Membangun lingkungan yang nyaman bukan hanya kewajiban semata, melainkan bentuk pengabdian hamba kepada Robbnya. Tugas Khalifah di muka bumi ini harus dijalankan dengan keadilan, amanah dan keseimbangan, bentuk amal shaleh yang bernilai ibadah yang bernilai pahala yang bukan hanya dalam bentuk nafilah ruku, sujud dan dzikir semata, melainkan sebuah implementasi nyata merawat ciptakan Tuhan.
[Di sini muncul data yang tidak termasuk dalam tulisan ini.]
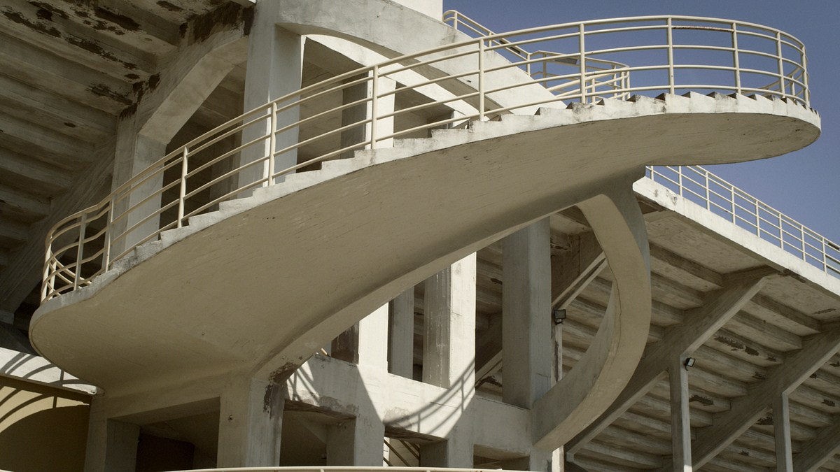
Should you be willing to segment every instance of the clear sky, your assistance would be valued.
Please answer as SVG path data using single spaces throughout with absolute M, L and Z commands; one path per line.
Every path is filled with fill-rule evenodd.
M 840 0 L 444 0 L 501 33 L 586 19 L 692 15 L 757 23 L 806 45 L 811 107 L 822 135 L 783 156 L 709 169 L 736 186 L 840 243 Z

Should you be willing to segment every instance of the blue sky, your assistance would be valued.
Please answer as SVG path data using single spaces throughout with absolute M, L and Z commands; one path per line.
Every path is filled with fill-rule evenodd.
M 444 0 L 496 32 L 601 18 L 693 15 L 757 23 L 799 38 L 808 54 L 811 106 L 822 135 L 769 160 L 709 168 L 776 209 L 840 242 L 840 0 Z

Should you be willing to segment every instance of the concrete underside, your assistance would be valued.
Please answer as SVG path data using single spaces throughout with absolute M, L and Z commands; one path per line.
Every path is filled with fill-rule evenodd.
M 229 370 L 282 380 L 407 287 L 645 164 L 770 157 L 817 134 L 772 114 L 651 114 L 446 147 L 286 195 L 276 186 L 278 197 L 140 248 L 45 303 L 30 338 L 109 393 Z

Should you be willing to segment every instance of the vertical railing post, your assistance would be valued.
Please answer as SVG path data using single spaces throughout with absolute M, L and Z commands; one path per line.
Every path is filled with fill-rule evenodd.
M 753 198 L 755 202 L 755 235 L 761 238 L 761 216 L 759 214 L 759 199 Z
M 671 17 L 668 17 L 668 91 L 674 94 L 676 87 L 674 83 L 674 24 Z
M 269 118 L 270 122 L 270 128 L 271 128 L 270 134 L 268 137 L 268 176 L 266 176 L 266 186 L 270 186 L 274 185 L 274 173 L 276 172 L 274 154 L 277 151 L 277 102 L 271 102 L 271 107 L 269 109 L 269 113 L 271 116 Z
M 785 61 L 782 60 L 782 34 L 776 31 L 776 59 L 779 61 L 779 90 L 782 93 L 782 97 L 787 96 L 785 86 Z
M 738 219 L 735 216 L 735 187 L 733 186 L 729 186 L 729 204 L 732 211 L 732 223 L 738 224 Z
M 732 66 L 735 67 L 735 92 L 741 94 L 741 59 L 738 50 L 738 24 L 732 23 Z
M 578 47 L 580 53 L 578 57 L 580 74 L 580 102 L 586 103 L 586 81 L 585 80 L 586 76 L 586 38 L 582 23 L 578 24 Z
M 709 191 L 709 171 L 703 169 L 703 176 L 706 177 L 706 209 L 711 211 L 711 195 Z
M 484 120 L 484 39 L 478 41 L 478 119 Z
M 85 229 L 87 227 L 87 213 L 81 214 L 79 224 L 79 244 L 76 249 L 76 274 L 73 276 L 73 290 L 79 288 L 81 277 L 81 260 L 85 257 Z
M 178 189 L 178 221 L 176 223 L 176 228 L 181 228 L 183 226 L 184 207 L 186 205 L 185 200 L 186 199 L 186 158 L 188 155 L 189 149 L 187 149 L 186 146 L 184 146 L 184 152 L 181 156 L 181 182 Z
M 111 268 L 111 232 L 113 229 L 113 206 L 114 196 L 111 195 L 111 200 L 108 207 L 108 222 L 105 223 L 105 247 L 102 248 L 102 272 L 108 272 Z
M 799 225 L 799 234 L 800 237 L 801 238 L 801 239 L 800 240 L 802 242 L 802 260 L 807 262 L 808 261 L 807 253 L 805 252 L 805 227 L 802 226 L 801 224 Z
M 805 54 L 805 45 L 802 45 L 802 83 L 805 84 L 805 108 L 811 107 L 811 88 L 808 87 L 808 56 Z
M 827 253 L 826 253 L 826 237 L 821 237 L 821 243 L 822 243 L 822 271 L 826 274 L 828 273 L 828 259 Z
M 785 229 L 782 226 L 782 213 L 781 212 L 777 212 L 779 213 L 779 247 L 785 249 Z
M 370 149 L 376 147 L 377 122 L 379 121 L 379 65 L 373 66 L 370 72 Z
M 50 275 L 53 272 L 53 263 L 50 260 L 52 259 L 52 233 L 47 236 L 46 241 L 46 250 L 44 255 L 44 284 L 41 286 L 41 302 L 45 302 L 47 296 L 51 295 L 52 291 L 50 287 L 55 285 L 55 275 Z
Ekosistem yang telah terbangun pada sebuah lingkungan yang harmoni antara manusia dan sesama makhluk Tuhan akan tercipta bilamana kita selalu bertadabbur, melalui ayat-ayat kauniyah yang diciptakan di alam semesta ini. Segala apapun baik yang besar maupun kecil Allah ciptakan dengan penuh manfaat, nyamuk dan hewan yang lebih kecil darinya hingga narkoba yang tidak nampak mata pun Allah ciptakan dengan segala manfaat yang melekat padanya, terbentuk secara fitrah dengan tugas yang telah ditetapkan Tuhan. Namun, karena kerap kali manusia lengah hingga teledor terhadap ayat-ayat Tuhan, sehingga tata kelola planet bumi dan tata surya lainnya menjadi berubah dan menyebabkan dampak negatif bagi seluruh kehidupan. Mengingat Tuhan tidak hanya ucapan dalam dzikir yang melantunkan oleh lisan, melainkan juga mentadabburi segala ciptaan Tuhan adalah bagian dari ekofeminisme yang harus dibentuk oleh setiap individu untuk menggapTuhandha Tuhan.